There is also a second element to the poor timing. The West continues to support Ukraine, in general. But a mixture of fear and impatience is growing. Fear that the regime could risk a military operation in order to gain unconditional support (the armed forces being the best functioning state structure). And impatience at the lack of reform and persistent corruption in Ukraine.
Dwindling support
At the same time, rumours speak again of Poroshenko’s intention to organise snap parliamentary elections in an attempt to reassert his support in parliament. For months, his support has been dwindling, and there are more and more open questions about his personality, including his inclination for alcohol.
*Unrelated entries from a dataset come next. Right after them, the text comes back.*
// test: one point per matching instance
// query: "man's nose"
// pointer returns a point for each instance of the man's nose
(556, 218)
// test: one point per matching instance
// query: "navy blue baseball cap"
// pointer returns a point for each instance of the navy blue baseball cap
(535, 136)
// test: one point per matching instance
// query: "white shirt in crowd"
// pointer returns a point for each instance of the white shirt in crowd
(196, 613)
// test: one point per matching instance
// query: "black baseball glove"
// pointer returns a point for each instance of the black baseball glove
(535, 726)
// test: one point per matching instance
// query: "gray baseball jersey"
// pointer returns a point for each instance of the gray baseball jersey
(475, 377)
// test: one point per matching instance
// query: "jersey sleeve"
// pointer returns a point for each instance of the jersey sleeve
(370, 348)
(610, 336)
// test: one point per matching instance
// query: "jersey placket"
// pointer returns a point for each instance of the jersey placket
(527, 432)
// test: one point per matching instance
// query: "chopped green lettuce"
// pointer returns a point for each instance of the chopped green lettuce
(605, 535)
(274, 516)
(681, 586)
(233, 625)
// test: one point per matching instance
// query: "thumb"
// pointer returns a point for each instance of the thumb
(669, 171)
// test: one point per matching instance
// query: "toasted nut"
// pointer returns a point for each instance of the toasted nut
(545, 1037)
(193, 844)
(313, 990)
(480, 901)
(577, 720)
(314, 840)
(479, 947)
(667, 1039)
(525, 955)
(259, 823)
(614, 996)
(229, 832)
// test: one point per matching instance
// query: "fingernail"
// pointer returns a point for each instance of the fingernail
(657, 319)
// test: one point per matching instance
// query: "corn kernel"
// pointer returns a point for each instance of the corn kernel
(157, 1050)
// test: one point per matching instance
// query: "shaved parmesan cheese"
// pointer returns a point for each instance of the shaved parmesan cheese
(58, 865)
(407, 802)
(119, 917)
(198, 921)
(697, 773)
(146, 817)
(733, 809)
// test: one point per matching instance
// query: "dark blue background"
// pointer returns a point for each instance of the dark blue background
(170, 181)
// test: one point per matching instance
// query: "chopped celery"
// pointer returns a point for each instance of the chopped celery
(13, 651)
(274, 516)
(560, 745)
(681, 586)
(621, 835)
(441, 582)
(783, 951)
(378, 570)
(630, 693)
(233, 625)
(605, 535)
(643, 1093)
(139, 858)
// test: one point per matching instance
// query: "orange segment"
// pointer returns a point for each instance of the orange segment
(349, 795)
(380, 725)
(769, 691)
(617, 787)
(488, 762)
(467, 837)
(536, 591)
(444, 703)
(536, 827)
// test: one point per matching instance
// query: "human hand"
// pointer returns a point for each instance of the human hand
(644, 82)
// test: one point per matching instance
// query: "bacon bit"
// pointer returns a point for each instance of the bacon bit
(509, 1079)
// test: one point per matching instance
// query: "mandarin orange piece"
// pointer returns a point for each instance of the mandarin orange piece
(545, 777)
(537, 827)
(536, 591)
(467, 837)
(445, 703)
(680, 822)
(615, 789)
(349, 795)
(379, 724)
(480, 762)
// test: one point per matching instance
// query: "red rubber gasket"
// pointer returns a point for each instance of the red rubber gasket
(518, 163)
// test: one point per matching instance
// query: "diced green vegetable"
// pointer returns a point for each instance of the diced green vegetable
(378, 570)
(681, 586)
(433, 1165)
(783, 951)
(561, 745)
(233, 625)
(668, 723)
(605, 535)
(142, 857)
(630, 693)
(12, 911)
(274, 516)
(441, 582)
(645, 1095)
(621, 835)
Up to now, the Western support, and good connections within the Obama administration, have been a continuous big asset. But with the election of Donald Trump, Ukraine has been cut from its backers having gambled on a Hillary Clinton victory and totally neglected Trump’s camp. In any case, nobody knows how the White House will develop relations with Russia, and consequently with Ukraine. What Poroshenko can do is to remember the past. He does not need to look further than Tbilisi to be reminded how Washington can drop its allies (successively Edward Shevarnadze and Mikheil Saakashvili) when they turn out to be unpopular or embarrassing, and when it has found an acceptable replacement.
While Kiev made much of the 4 February telephone conversation between Presidents Poroshenko and Trump, it had not been lost on observers that two days earlier Trump and Vice-President Pence received former prime minister Yulia Tymoshenko for a private meeting. Afterwards Tymoshenko separately briefed the think-tanks Heritage Foundation and Hudson Institute, saying she had received assurances that Washington would not abandon Ukraine and would not lift sanctions on Russia until it pulled out of Ukraine. The same message that the one to Poroshenko.
Tymoshenko is now a deputy, heading the party with the highest support according to the polls, and again making efforts regarding a presidential campaign.